Bollywood celebrities have no responsibility to be accountable to the public about their health. Yet, they have often been transparent. However, same cannot be said about Indian politicians across parties and across the country. Sonia Gandhi, J. Jayalalithaa, Manohar Parrikar, Sushma Swaraj, Amar Singh and a number of other prominent figures have all been and continue to be tight-lipped about their health. More importantly, they are unaccountable about their inability to perform the jobs for which they were elected.

The empathetic coverage of Pettit as he exited the Soyuz capsule struck an edifying contrast with a lot of media coverage of Sunita Williams that sought details about her health that, should anyone have acquired them, would have constituted a violation of her privacy.

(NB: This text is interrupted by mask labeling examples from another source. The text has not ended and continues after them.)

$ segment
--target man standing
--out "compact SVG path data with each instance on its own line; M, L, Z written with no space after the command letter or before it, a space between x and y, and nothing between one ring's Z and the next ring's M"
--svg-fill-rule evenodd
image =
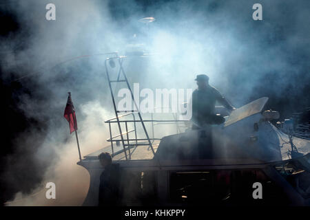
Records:
M209 85L209 77L205 74L197 75L195 79L198 89L192 94L192 128L199 129L205 124L220 124L225 122L223 116L215 113L215 104L218 101L231 111L236 109L220 93Z

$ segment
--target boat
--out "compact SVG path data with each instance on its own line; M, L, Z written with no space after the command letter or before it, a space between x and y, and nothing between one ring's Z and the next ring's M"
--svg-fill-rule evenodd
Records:
M223 124L199 129L176 118L143 118L138 108L116 109L112 84L125 82L130 89L125 59L105 60L116 116L105 121L110 144L77 163L90 176L83 206L98 206L103 152L111 154L120 170L120 206L310 206L310 141L273 124L278 114L265 109L267 97L227 114ZM116 79L110 78L112 68L119 69ZM178 132L156 138L154 123L174 124ZM138 138L138 124L144 138ZM118 129L115 135L112 126Z

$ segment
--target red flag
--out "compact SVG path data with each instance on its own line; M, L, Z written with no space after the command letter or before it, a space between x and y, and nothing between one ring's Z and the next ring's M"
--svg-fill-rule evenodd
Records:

At the same time, human spaceflight is becoming an increasingly prominent preoccupation of many countries. It is both very expensive and, the way it is organised in India (guided as much by political ambitions as by scientific ones and with rarely proactive outreach), is hard to hold accountable.

What astronauts as prominent as Williams, Wilmore, and Pettit say — who are also experienced in ways that few others are — will go a long way towards allowing anyone with an internet connection to participate, learn, and keep up rather than become disengaged and left behind.

Yet the simple fact of an astronaut being a public figure doesn’t mean all their personal details should be availed for public consumption.

Shatrugan Sinha’s advice, as he provided it in Bhuyan’s article, is fitting here: that anyone should be able to share information about their ailments without fear of being removed from their current posts and of being discriminated against for it. The former is currently easier because it is techne — determined by the technical prowess of the times to cure a disease or ‘remove’ a condition’ — while the latter is harder for being episteme, a way of thinking and thus more firmly enmeshed In the mores of the time. Perhaps political leaders are tight-lipped because they know this better than anyone. It is nonetheless unfortunate.

Astronauts are more like film stars here: they owe us no accountability about how they are faring, but if they do elect to share, it can go a long away towards destigmatising the public perception of their work as well as understand what astronauts everywhere, including budding ones at home, are expected to go through.